Se transfigura en belleza. ¡Hermoso! Tanto y más hermoso que en el Tabor. Caen todos de rodillas, adorando. Él, elevándose ya de la piedra en que se apoyaba, busca una vez más el rostro de su Madre, y su sonrisa alcanza una potencia que nadie podrá jamás representar… Es su último adiós a su Madre.

Sube, sube… El Sol, aún más libre para besarlo -ahora que no hay frondas, ni siquiera sutiles, que intercepten el camino de sus rayos-, incide con sus resplandores sobre el Dios-Hombre que asciende con su Cuerpo santísimo al Cielo, y evidencia sus Llagas gloriosas, que resplandecen como rubíes vivos. El resto es un perlado sonreír de luces. Es verdaderamente la Luz que se manifiesta en lo que es, en este último instante como en la noche natalicia. Centellea la Creación con la luz del Cristo que asciende. Una luz que supera a la del Sol. Una luz sobrehumana y beatísima. Una luz que desciende del Cielo al encuentro de la Luz que asciende…

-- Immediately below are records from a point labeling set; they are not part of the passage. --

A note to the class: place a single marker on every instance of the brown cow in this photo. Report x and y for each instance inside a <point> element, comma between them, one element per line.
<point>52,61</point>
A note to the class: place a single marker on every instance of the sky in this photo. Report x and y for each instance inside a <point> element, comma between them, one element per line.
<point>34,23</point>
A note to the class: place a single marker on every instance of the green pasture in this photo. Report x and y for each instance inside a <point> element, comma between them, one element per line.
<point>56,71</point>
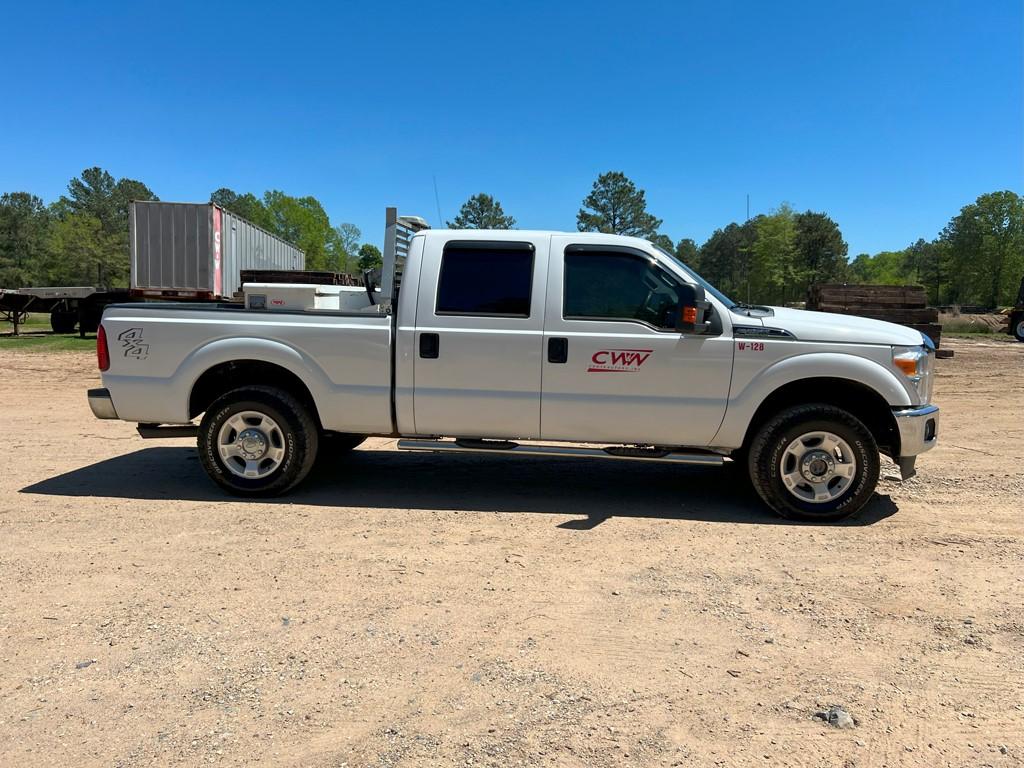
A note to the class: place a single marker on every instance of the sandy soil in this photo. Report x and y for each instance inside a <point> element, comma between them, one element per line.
<point>406,609</point>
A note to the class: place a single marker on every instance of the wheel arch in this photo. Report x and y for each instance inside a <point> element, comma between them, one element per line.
<point>229,375</point>
<point>853,396</point>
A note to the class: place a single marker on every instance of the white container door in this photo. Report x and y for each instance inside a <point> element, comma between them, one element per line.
<point>614,371</point>
<point>478,339</point>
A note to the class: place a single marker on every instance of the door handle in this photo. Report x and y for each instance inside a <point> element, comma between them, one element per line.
<point>558,349</point>
<point>430,346</point>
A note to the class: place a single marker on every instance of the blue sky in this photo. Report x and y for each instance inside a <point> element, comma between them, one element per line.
<point>888,116</point>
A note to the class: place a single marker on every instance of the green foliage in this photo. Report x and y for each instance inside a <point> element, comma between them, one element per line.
<point>986,249</point>
<point>664,242</point>
<point>95,194</point>
<point>370,257</point>
<point>977,259</point>
<point>303,222</point>
<point>80,253</point>
<point>773,269</point>
<point>615,206</point>
<point>688,253</point>
<point>820,251</point>
<point>481,212</point>
<point>24,224</point>
<point>248,206</point>
<point>345,247</point>
<point>725,259</point>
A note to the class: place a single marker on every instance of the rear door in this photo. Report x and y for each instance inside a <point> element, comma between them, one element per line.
<point>615,370</point>
<point>479,326</point>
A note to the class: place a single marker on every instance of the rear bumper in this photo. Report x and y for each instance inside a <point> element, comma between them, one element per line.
<point>919,431</point>
<point>101,404</point>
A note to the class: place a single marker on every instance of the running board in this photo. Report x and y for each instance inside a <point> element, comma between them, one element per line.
<point>505,446</point>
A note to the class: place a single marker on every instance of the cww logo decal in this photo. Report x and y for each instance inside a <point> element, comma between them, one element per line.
<point>617,360</point>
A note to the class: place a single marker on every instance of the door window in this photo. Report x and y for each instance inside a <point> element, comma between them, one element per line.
<point>485,279</point>
<point>619,286</point>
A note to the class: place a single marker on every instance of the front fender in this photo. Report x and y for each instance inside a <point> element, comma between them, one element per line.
<point>744,402</point>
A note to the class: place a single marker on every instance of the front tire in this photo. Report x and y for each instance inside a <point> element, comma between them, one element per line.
<point>257,441</point>
<point>814,462</point>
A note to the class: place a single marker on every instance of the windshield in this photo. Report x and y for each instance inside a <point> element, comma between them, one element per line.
<point>729,303</point>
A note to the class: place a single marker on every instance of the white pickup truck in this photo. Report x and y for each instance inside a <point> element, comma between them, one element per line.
<point>507,342</point>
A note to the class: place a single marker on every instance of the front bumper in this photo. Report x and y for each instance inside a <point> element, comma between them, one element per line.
<point>919,431</point>
<point>101,404</point>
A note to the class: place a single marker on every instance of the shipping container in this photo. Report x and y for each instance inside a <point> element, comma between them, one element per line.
<point>199,250</point>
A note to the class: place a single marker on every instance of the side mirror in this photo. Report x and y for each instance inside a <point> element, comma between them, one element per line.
<point>692,308</point>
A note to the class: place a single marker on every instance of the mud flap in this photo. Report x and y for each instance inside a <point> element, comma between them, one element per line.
<point>905,464</point>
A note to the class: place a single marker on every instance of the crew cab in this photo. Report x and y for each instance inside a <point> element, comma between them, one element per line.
<point>508,341</point>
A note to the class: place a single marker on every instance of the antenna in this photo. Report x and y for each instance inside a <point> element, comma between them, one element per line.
<point>437,202</point>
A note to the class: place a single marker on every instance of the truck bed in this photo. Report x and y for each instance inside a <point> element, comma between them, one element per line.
<point>158,351</point>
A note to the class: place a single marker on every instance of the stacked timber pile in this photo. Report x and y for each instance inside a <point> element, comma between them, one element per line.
<point>906,305</point>
<point>304,276</point>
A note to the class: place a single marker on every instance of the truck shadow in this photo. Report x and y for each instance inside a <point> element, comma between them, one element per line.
<point>594,491</point>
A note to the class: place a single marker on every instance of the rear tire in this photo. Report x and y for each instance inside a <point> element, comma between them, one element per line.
<point>1017,324</point>
<point>814,462</point>
<point>257,441</point>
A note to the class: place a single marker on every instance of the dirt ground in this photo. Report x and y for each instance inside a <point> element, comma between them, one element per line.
<point>414,610</point>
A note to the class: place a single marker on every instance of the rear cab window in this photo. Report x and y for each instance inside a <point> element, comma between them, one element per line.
<point>485,279</point>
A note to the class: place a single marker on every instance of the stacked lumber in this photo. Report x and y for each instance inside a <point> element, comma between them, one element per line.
<point>906,305</point>
<point>305,276</point>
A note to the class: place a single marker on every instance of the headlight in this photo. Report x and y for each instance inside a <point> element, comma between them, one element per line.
<point>915,365</point>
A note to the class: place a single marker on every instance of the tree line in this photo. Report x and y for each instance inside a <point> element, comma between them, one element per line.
<point>82,238</point>
<point>978,258</point>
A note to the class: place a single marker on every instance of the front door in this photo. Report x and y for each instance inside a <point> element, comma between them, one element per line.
<point>615,370</point>
<point>479,337</point>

Y Jesucristo, el Verbo de Dios, desaparece para la vista de los hombres en este océano de esplendores… En la tierra, dos únicos ruidos en el silencio profundo de la muchedumbre extática: el grito de María cuando El desaparece: « ¡Jesús!», y el llanto de Isaac. Los demás están enmudecidos por religioso estupor, y permanecen allí, como en espera de algo, hasta que dos luces angélicas candidísimas, en forma mortal, aparecen y dicen las palabras recogidas en el primer capítulo de los Hechos Apostólicos:
-Hombres de Galilea, ¿por qué estáis mirando al Cielo?

Este Jesús, que os ha sido ahora arrebatado y que ha sido elevado al Cielo, su eterna morada, vendrá del Cielo, en su debido tiempo, tal y como ahora se ha marchado.